Despite the power of HTSP technology platforms to improve standardization, minimize mistakes and streamline costs, the main pitfall remains cross-contamination between samples. Whether you are running a protocol with single tubes, 96-well plates, or beyond, it is critical to have adequate labelling, proper controls and to avoid contact between samples. However, even with the most stringent preventative measures in place, exposure to the ubiquity of environmental microbes is probably unavoidable. Therefore, it is virtually impossible to maintain a completely sterile space for sample preparation, especially when the samples you are processing are a major source of potential contaminants. It is essential that the community accepts standards intended to better monitor and quantify these inevitable sources of noise in any given study, from the sample repository to the sequencing platform. In addition to external and cross contamination, technical hurdles such as DNA extraction efficiency and molecular probe biases create noise that is also essentially unavoidable and as such needs to be appropriately accounted for.

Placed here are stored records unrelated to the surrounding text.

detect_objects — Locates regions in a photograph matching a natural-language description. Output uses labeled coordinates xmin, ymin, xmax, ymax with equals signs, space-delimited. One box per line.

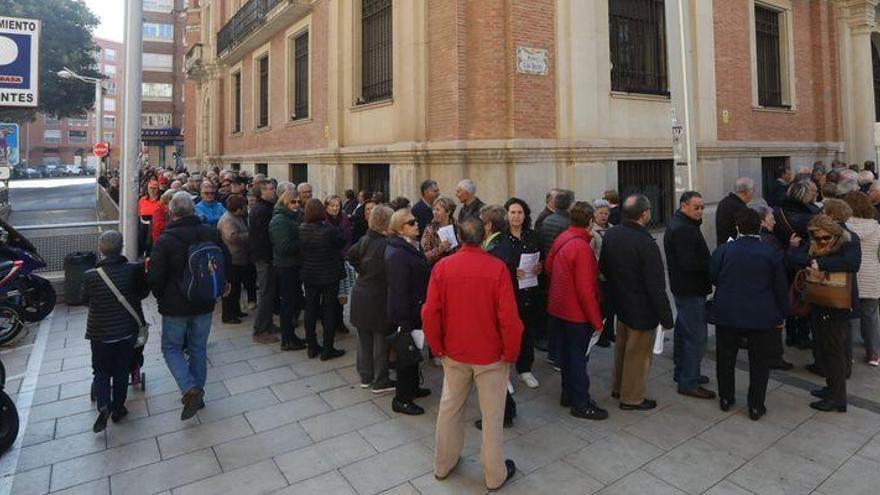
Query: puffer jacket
xmin=299 ymin=222 xmax=346 ymax=287
xmin=83 ymin=256 xmax=149 ymax=342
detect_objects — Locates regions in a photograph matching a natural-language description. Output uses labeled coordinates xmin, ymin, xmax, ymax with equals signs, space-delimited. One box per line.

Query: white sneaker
xmin=519 ymin=371 xmax=541 ymax=388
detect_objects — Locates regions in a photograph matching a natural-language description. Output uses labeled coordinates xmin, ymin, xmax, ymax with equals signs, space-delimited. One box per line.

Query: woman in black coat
xmin=385 ymin=208 xmax=431 ymax=415
xmin=299 ymin=198 xmax=347 ymax=361
xmin=346 ymin=206 xmax=394 ymax=393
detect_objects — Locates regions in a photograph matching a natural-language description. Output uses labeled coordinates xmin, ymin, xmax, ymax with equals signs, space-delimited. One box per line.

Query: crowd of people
xmin=86 ymin=162 xmax=880 ymax=489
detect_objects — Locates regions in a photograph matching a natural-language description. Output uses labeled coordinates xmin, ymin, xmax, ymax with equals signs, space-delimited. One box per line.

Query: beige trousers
xmin=434 ymin=357 xmax=509 ymax=488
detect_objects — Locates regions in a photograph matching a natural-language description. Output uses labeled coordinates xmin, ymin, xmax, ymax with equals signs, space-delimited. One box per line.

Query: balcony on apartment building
xmin=217 ymin=0 xmax=317 ymax=63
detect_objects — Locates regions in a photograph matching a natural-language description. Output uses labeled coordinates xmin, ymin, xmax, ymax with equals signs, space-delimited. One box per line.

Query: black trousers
xmin=812 ymin=306 xmax=850 ymax=406
xmin=715 ymin=326 xmax=779 ymax=407
xmin=305 ymin=284 xmax=342 ymax=355
xmin=91 ymin=338 xmax=135 ymax=411
xmin=275 ymin=266 xmax=305 ymax=344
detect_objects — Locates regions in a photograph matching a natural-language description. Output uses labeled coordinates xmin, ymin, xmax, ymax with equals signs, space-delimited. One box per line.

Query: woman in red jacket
xmin=544 ymin=201 xmax=608 ymax=420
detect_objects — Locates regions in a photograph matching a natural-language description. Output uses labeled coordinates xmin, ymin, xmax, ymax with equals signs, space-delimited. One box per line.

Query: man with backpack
xmin=147 ymin=192 xmax=229 ymax=421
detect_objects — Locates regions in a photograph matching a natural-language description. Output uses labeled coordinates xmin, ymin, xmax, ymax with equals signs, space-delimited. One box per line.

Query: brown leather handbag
xmin=803 ymin=270 xmax=852 ymax=310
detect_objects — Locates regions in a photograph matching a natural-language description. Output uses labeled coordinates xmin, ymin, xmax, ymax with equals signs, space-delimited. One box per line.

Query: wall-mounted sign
xmin=516 ymin=46 xmax=550 ymax=76
xmin=0 ymin=17 xmax=40 ymax=108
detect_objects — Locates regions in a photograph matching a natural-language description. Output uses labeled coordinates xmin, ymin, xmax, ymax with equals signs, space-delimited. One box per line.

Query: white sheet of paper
xmin=437 ymin=225 xmax=458 ymax=249
xmin=519 ymin=253 xmax=541 ymax=289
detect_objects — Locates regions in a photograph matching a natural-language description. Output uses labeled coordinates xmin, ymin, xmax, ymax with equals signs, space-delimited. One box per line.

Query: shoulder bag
xmin=97 ymin=267 xmax=150 ymax=347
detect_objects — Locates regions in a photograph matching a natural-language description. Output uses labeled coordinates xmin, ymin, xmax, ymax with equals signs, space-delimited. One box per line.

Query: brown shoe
xmin=678 ymin=387 xmax=715 ymax=399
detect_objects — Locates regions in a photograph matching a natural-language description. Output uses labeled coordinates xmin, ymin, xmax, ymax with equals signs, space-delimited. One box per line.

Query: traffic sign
xmin=0 ymin=17 xmax=40 ymax=108
xmin=93 ymin=141 xmax=110 ymax=158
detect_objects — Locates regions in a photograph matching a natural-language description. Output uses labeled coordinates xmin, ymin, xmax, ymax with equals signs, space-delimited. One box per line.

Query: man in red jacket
xmin=544 ymin=201 xmax=608 ymax=420
xmin=422 ymin=218 xmax=523 ymax=490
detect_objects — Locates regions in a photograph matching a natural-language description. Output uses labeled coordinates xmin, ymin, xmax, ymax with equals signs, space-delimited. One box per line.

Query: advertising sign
xmin=0 ymin=17 xmax=40 ymax=107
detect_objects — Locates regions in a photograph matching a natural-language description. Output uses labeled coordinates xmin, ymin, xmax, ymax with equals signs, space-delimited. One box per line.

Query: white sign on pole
xmin=0 ymin=17 xmax=40 ymax=108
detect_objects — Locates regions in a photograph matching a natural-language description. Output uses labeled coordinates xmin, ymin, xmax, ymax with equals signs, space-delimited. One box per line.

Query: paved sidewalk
xmin=0 ymin=300 xmax=880 ymax=495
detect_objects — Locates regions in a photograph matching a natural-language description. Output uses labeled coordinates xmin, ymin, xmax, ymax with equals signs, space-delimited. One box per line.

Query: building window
xmin=141 ymin=83 xmax=174 ymax=101
xmin=361 ymin=0 xmax=393 ymax=103
xmin=356 ymin=163 xmax=391 ymax=198
xmin=43 ymin=129 xmax=61 ymax=144
xmin=287 ymin=163 xmax=309 ymax=184
xmin=144 ymin=22 xmax=174 ymax=41
xmin=232 ymin=71 xmax=241 ymax=134
xmin=608 ymin=0 xmax=669 ymax=95
xmin=143 ymin=53 xmax=174 ymax=72
xmin=617 ymin=160 xmax=675 ymax=227
xmin=290 ymin=31 xmax=309 ymax=120
xmin=257 ymin=54 xmax=269 ymax=129
xmin=755 ymin=5 xmax=786 ymax=107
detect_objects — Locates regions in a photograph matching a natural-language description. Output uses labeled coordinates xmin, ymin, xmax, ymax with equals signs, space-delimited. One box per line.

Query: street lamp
xmin=58 ymin=67 xmax=104 ymax=180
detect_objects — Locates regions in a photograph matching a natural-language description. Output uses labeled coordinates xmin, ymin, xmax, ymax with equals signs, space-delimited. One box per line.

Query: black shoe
xmin=110 ymin=406 xmax=128 ymax=423
xmin=489 ymin=459 xmax=516 ymax=492
xmin=321 ymin=348 xmax=345 ymax=361
xmin=391 ymin=397 xmax=425 ymax=416
xmin=571 ymin=401 xmax=608 ymax=421
xmin=620 ymin=399 xmax=657 ymax=411
xmin=810 ymin=399 xmax=846 ymax=412
xmin=92 ymin=407 xmax=110 ymax=433
xmin=719 ymin=399 xmax=736 ymax=412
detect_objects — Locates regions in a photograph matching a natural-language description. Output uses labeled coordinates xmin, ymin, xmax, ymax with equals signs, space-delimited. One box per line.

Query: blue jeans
xmin=162 ymin=313 xmax=212 ymax=392
xmin=672 ymin=296 xmax=709 ymax=390
xmin=550 ymin=316 xmax=593 ymax=409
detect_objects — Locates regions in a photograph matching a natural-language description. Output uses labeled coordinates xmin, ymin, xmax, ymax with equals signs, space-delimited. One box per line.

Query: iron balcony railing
xmin=217 ymin=0 xmax=289 ymax=56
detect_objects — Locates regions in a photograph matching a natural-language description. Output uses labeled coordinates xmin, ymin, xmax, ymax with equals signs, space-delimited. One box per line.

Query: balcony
xmin=217 ymin=0 xmax=317 ymax=64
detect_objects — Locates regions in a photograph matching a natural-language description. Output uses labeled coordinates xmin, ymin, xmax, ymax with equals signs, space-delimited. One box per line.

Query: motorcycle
xmin=0 ymin=219 xmax=56 ymax=322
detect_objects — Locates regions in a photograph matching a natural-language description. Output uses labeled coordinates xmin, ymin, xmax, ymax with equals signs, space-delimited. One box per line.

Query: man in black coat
xmin=663 ymin=191 xmax=715 ymax=399
xmin=715 ymin=177 xmax=755 ymax=246
xmin=599 ymin=194 xmax=673 ymax=410
xmin=248 ymin=181 xmax=278 ymax=344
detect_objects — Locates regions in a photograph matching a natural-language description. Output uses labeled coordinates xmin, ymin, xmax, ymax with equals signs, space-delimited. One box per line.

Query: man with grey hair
xmin=83 ymin=230 xmax=149 ymax=433
xmin=715 ymin=177 xmax=755 ymax=246
xmin=455 ymin=179 xmax=486 ymax=224
xmin=148 ymin=191 xmax=230 ymax=421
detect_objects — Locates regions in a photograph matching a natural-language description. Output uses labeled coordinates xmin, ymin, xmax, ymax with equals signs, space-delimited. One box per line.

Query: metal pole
xmin=119 ymin=0 xmax=143 ymax=260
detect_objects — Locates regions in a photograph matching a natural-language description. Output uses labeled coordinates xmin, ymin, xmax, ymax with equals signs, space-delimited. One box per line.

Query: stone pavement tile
xmin=728 ymin=446 xmax=832 ymax=494
xmin=340 ymin=442 xmax=433 ymax=495
xmin=504 ymin=461 xmax=604 ymax=495
xmin=275 ymin=432 xmax=376 ymax=484
xmin=214 ymin=423 xmax=312 ymax=472
xmin=245 ymin=395 xmax=331 ymax=433
xmin=275 ymin=471 xmax=357 ymax=495
xmin=270 ymin=371 xmax=345 ymax=402
xmin=565 ymin=431 xmax=663 ymax=485
xmin=18 ymin=431 xmax=107 ymax=471
xmin=818 ymin=456 xmax=880 ymax=495
xmin=107 ymin=411 xmax=199 ymax=447
xmin=171 ymin=460 xmax=288 ymax=495
xmin=198 ymin=388 xmax=278 ymax=423
xmin=110 ymin=449 xmax=220 ymax=495
xmin=300 ymin=402 xmax=388 ymax=442
xmin=10 ymin=466 xmax=52 ymax=495
xmin=157 ymin=415 xmax=254 ymax=459
xmin=504 ymin=423 xmax=586 ymax=475
xmin=599 ymin=469 xmax=684 ymax=495
xmin=223 ymin=366 xmax=296 ymax=395
xmin=642 ymin=438 xmax=746 ymax=494
xmin=52 ymin=438 xmax=160 ymax=491
xmin=697 ymin=414 xmax=789 ymax=459
xmin=360 ymin=414 xmax=437 ymax=452
xmin=776 ymin=413 xmax=867 ymax=469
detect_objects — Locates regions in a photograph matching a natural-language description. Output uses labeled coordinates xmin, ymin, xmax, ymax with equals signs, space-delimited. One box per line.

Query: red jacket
xmin=544 ymin=227 xmax=603 ymax=331
xmin=422 ymin=246 xmax=523 ymax=365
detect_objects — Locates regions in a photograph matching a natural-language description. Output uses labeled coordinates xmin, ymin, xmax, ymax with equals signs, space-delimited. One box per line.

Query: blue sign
xmin=0 ymin=123 xmax=19 ymax=167
xmin=0 ymin=17 xmax=40 ymax=108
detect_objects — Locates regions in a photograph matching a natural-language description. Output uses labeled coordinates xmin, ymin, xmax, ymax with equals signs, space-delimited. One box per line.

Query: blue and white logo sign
xmin=0 ymin=17 xmax=40 ymax=108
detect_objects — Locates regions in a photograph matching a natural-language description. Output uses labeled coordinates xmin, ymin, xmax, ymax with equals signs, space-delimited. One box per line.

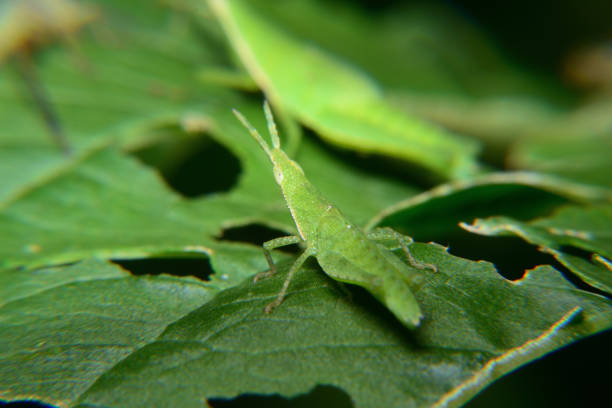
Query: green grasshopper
xmin=233 ymin=102 xmax=436 ymax=328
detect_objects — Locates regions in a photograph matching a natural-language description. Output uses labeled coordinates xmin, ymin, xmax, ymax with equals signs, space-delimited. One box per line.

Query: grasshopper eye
xmin=274 ymin=166 xmax=285 ymax=184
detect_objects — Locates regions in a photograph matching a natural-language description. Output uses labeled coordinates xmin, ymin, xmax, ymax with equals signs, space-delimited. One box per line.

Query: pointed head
xmin=232 ymin=101 xmax=304 ymax=187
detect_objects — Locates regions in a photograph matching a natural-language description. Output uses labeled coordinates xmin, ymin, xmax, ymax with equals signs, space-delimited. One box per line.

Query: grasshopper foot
xmin=253 ymin=268 xmax=276 ymax=283
xmin=264 ymin=300 xmax=280 ymax=314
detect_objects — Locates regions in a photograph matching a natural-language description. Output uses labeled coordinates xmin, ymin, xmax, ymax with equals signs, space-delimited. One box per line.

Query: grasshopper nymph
xmin=234 ymin=102 xmax=436 ymax=328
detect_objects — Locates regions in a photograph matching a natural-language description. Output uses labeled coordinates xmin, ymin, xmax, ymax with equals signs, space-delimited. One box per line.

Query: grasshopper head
xmin=233 ymin=101 xmax=304 ymax=186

However, increased automation creates specialized roles in the laboratory, so that a laboratory technician with a broad molecular skill set now must oversee primarily the maintenance of complex robot platforms to ensure that the computational script and mechanical operation runs as expected. This has the potential to lead to a generation of technicians who understand the robots, but not the process the robots are mediating. When the robots breakdown, lab activities can grind to a halt, as the system is now dependent on these operations. Small labs cannot afford to hire specialized people, nor to cover the cost of operational redundancies to avoid such downtime. Expensive robot platforms require constant maintenance and routine engineering. When the system breaks down in the middle of an operation, it often means that those samples are lost, and the whole system needs to be re-run.

A possible solution to ensure a reduction in systems failure and costly operation downtime could lie in the use of machine learning techniques. A standard robotic platform outputs megabytes of data on a single operation. Harnessing these data to predict when part of the equipment platform will fail would provide an opportunity to revolutionize access to these systems by reducing the dependency on a redundant system. Machine learning and artificial intelligence systems are helpful for navigating the decision-making process involved in cost vs benefit comparison in research outcomes. While it seems as if the benefits outweigh the drawbacks, it is crucial that the development of new automation incorporates the user to reduce the likelihood that we create an army of black boxes that could harm future innovation in pipelines. New protocols must also include appropriate controls, quality checks and stop-go decision points to avoid errors throughout the pipeline. We must embrace integration of computer scientists into the primary lab process to ensure that machine-readable data are produced and harnessed effectively to improve our ability to predict failures and refinements in the system. The hurdles experienced in laboratory techniques and during massive sample processing still indicate the importance of existing research skills, in addition to the new skills that the surge of revolutionary technologies will require in the future.